Non parlo mai di film che non conosco. Quelli inseriti, è vero, sono tantissimi, ma molti di più sono però i film che ho lasciato fuori.
Le fonti, anche queste sono tante: dai siti dei complottisti a quelli di natura massonica, dai libri di storia alle monografie sui registi, se ci si guarda intorno si possono trovare davvero migliaia di spunti. Se da un lato questo pareva facilitarmi la ricerca, dall’altro la ostacolava proprio perché nella moltitudine di indicazioni mancava una visione chiara dell’argomento.
I problemi sono stati due sostanzialmente. Uno, dare ordine a tante fonti così eterogenee e spesso contraddittorie. Due, indagare l’attendibilità di ogni singola fonte e la veridicità di ogni singolo riferimento. Il mio compito è stato quello di incrociare le fonti fra di loro, quelle massoniche come quelle antimassoniche, e di completarne a vicenda i punti di vista spesso parziali.
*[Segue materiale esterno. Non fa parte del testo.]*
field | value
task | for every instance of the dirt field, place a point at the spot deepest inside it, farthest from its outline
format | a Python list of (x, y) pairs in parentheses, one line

In considerazione di ciò ho potuto approfondire alcuni filoni che, a una prima visione, risultavano sepolti, ma che poi naturalmente sono venuti a galla: mi riferisco, giusto per fare un esempio, agli incroci vittoriani fra Sherlock Holmes e Jack lo Squartatore. Dato che il mio studio esigeva obiettività anzitutto, sono stati numerosi i casi in cui ho considerato alcuni film non degni di menzione proprio perché il riferimento massonico risultava troppo incerto.
Per questa ragione ho relegato a capitoli minori alcuni campi d’analisi più curiosi ma anche più distanti dalla massoneria in senso stretto: parlo di quelli legati all’occulto (Moloch, Bafometto, la donna in rosso…), alla manipolazione (il Progetto Monarch, l’11 settembre 2001) e via dicendo.
Come si può capire la ricerca è durata anni e, in realtà, non è mai finita. Un campo di indagine così sfuggente, e soprattutto in continuo movimento, esige un’attenzione costante. Si tratta solo di allenare l’occhio, e le orecchie.